The recruit is trained to worship the rank structure. More bars and rockers? Obey. Shiny metal bits? Obey harder. Shut up and do as you're told without question. Or else. He learns a jargon that is gibberish to the uninitiated. Of course, most specialized fields have jargon, technical terms, and slang, but the military adds to this a symbolism and mythology. Like a secret society, you're jumping through hoops in order to be granted the honor of joining at the lowest official rank instead of being a mere prospect or aspirant. This is classic cult conditioning. "But it's to prepare troops for the battlefield chaos," you say? Bullshit. It's to ensure the conscience can't kick in under any circumstances whatsoever when they receive their orders. They're trained to live their lives on someone else's schedule, follow someone else's rules, obey someone else's orders, and just shut up and do as told.

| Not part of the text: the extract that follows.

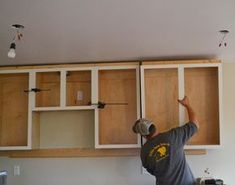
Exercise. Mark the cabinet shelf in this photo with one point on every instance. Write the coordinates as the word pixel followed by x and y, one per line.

Veterans, do you really believe we mundane civilians take our liberty for granted, or that you deserve respect just because you wore a uniform? You presume anyone who was not in the military is inferior, undisciplined and weak, right? How does your obedience to superiors and willingness to inflict violence on command demonstrate virtue? Sure, the military has codes of conduct, military law, and rules of engagement. But orders come from the brass, and the brass gets their orders from the politicians, and the politicians are undeniably corrupt bastards who lie, steal, and cheat their way into power. There hasn't even been a nod toward a congressional declaration of war since World War II, and yet we have been subjected to the Korean war, the Vietnam War, Gulf Wars I & II, and innumerable other military interventions around the world. What happened to your oath to uphold and defend the Constitution against all enemies foreign and domestic? No, you obey the domestic enemies, make excuses when they break the rules that are supposed to restrain them, and cheer when they punish innocent people for not following orders, because that is who pays you.
Sure, they're more likely than not to be decent on the subject of firearms, but liberty as a whole is foreign to military culture. While there are individual exceptions, I cannot support the conservative instinct to trust the troops as allies. I hear soldiers and veterans praising prohibition and militarized national borders. As tax feeders past and present, soldiers do not question the legitimacy of taxation. They fought for the greatest threat to freedom in history: state monopoly. It isn't freedom the veterans espouse, it's a slightly expanded list of permissions.